Bu minvalde son zamanlarda en sert eleştiri yapan sendikaların başında Eğitim Bir Sen Bursa 1 No.lu Şube Başkanı ve aynı zamanda Memur Sen Bursa Şube Temsilcisi Ramazan Acar geliyor.
Özellikle birileri tarafından iktidara yakın diye eleştirilen Acar, son açıklaması ile eğitim ve öğretim hayatında yaşanan aksaklıkları yazmış, çözüm yollarını da bir anlamda göstermiş.
Özellikle bu minvalde okulların en büyük ihtiyacı olan temizlik personeli çözümü için hükümet tarafından çözüm olarak ortaya konulan İUP işgücü Uyum Programı‘nı sert bir şekilde eleştiren Acar, “çözüm değil” diyor.
Bana göre de onun adı ucuz işgücü pazarı… Asgari ücretin de altında bir rakama kimse çalışmaz. Program dahilinde önce bir hafta, sonra günde 7,5 saat üç gün çalışıyorsununz. Elinize de aşağı yukarı ay sonunda 10 bin TL gibi bir rakam geçer.
Bu rakama çalışsa çalışsa 3308 sayılı çıraklık eğitim kanunu ile çalışan öğrenciler çalışır. Onlar bile haftada üç gün staja asgari ücretin brütününün yüzde 30’unu alıyor.
O bile 7 bin TL ediyor.
O zaman geriye çözüm olarak meslek liselerine temizlik personeli yetiştirme bölümü açmak kalıyor. Bu öğrenciler de stajını okullarda yapsın demek gerekiyor.
Acar çözüm olarak şunu öneriyor:
“Okulların temizlik ve güvenlik personeli açığı sorununa kalıcı çözüm bulunmalı, personel ihtiyacı tamamen karşılanmalıdır. Yardımcı hizmetler sınıfı çalışanları genel idare hizmetleri sınıfına geçirilmelidir. Yardımcı hizmetler sınıfı uygulamasına son verilmeli, bu sınıfta yer alan çalışanlar genel idare hizmetleri sınıfına geçirilmeli ve özlük haklarının iyileştirilmesi konusunda daha fazla zaman geçirilmeden adım atılmalıdır.”
Kısaca okul bazlı bütçeyi de çok lafın özeti olarak ifade etmiş Acar…
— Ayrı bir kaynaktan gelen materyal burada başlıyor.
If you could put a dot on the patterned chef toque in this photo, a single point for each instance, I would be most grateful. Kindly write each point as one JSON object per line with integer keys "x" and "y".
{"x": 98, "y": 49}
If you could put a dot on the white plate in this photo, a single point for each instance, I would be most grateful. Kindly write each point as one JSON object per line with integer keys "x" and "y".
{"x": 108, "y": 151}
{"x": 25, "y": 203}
Öte yandan Acar mevcut durumu özetlerken de ana başlıklar halinde sıralamış.
İŞTE O BAŞLIKLAR:
“Eğitim çalışanlarının sorunlarından arınmış olarak işinin başına gitmesi önemlidir.”
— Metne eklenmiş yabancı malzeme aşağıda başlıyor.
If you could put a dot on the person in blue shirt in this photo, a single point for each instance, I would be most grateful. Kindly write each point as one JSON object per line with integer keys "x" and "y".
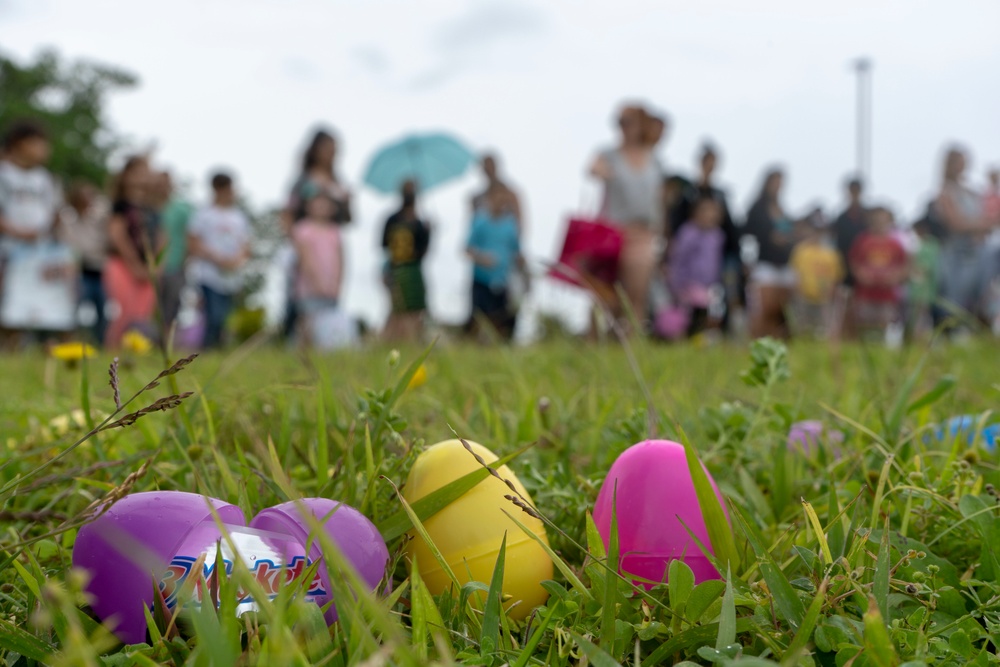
{"x": 495, "y": 249}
“Sözleşmeli öğretmenlik uygulaması sona erdirilmelidir.”
“Sıra tayinini de kapsayan kalıcı bir yer değişikliği sistemi kurulmalıdır.”
“Eğitimcilerin motivasyonunu artıran bir kariyer sistemi için yasal düzenleme yapılmalıdır.”
“Meslek kanunundaki eksik ve hatalı kısımlar bir an önce tamamlanmalıdır.”
“İkili eğitim uygulamasına son verilmeli.”
“Görevde yükselme ve ünvan değişikliği sınavları belli bir takvim dâhilinde düzenli olarak yapılmalıdır.”
“Okulların ödenek sorunu ivedilikle çözülmelidir.”
“Deprem bölgesinde görev yapan eğitim çalışanlarının hayat ve çalışma şartları iyileştirilmelidir.”
“Eğitimcilere yönelik şiddetin önüne geçecek tedbirler ivedilikle alınmalıdır.”
“Eğitimin asıl amacı, öğrenciyi daha donanımlı yetiştirme ve yeteneklerini daha iyi geliştirerek hayata hazırlama olmalıdır.”
“Sokak köpeği terörüne dur denilmelidi.r”
Genel olarak değerlendirdiğimizde her bir başlığın üzerine aylarca kafa yorulabilir. Bu kafa yormanın eğitimin erkleri tarafından kabul görmesi halinde çözüm üretmek mümkün.
İşte bu noktada yapılması gereken diğer bir ayrıntı da ekmeğin sağı solu, ideolojisi olmaz deyip tüm sendikaların en azından bu tür ortak sorunlarda hareket etmesi gerekir diye düşünüyorum.
Özellikle Başkan Ramazan Acar’ın açıklamalarını AK Parti kurmaylarının dost acı söyler mantalitesi ile yorumlaması, ona göre tedbirler alması şart diye düşünüyorum.